NAD⁺ precursor supplementation reverses CD36-mediated lipid accumulation and ferroptosis to restore antitumor function of NK cells in DLBCL.

Natural killer (NK) cells play a key role in the standard treatment of diffuse large B-cell lymphoma (DLBCL). However, NK cells in DLBCL patients frequently display an exhausted phenotype, which is associated with poor clinical outcomes. The metabolic mechanisms contributing to this functional impairment remain poorly understood. We assessed degranulation (CD107a), cytokine secretion (IFN-γ, TNF-α), mitochondrial activity, and lipid metabolism in NK cells from DLBCL patients and healthy donors. Dysregulated lipid species were identified by GC-MS lipidomics and validated in NK-92MI and primary NK cells. The functional involvement of CD36 was assessed using the specific inhibitor, with subsequent examination of its correlation with cytotoxic activity. NAD⁺ metabolism was evaluated via NAMPT and NAD⁺ levels, and rescue assays involved nicotinamide mononucleotide (NMN).
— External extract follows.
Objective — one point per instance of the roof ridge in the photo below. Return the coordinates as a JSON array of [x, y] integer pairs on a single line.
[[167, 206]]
For in vivo validation, a murine lymphoma model was treated with nicotinamide riboside (NR), and tumor-infiltrating NK cell function and lipid accumulation were analyzed. NK cells from DLBCL patients demonstrated significantly reduced proliferative capacity and cytotoxicity, accompanied by substantial lipid accumulation. This dysfunction was linked to upregulated CD36 expression and associated with ferroptosis-a form of regulated necrotic cell death. Mechanistically, CD36-mediated lipid uptake induced metabolic reprogramming and promoted ferroptotic cell death, concurrently depleting intracellular NAD⁺ levels. Importantly, supplementation with NAD⁺ precursors effectively reversed NK cell exhaustion and restored antitumor activity both in vitro and in vivo. CD36-driven lipid metabolic disruption leads to NK cell dysfunction and ferroptosis in DLBCL. Thus, restoration of NAD⁺ levels represents a promising therapeutic strategy to enhance NK cell effector function and improve antitumor immunity in DLBCL.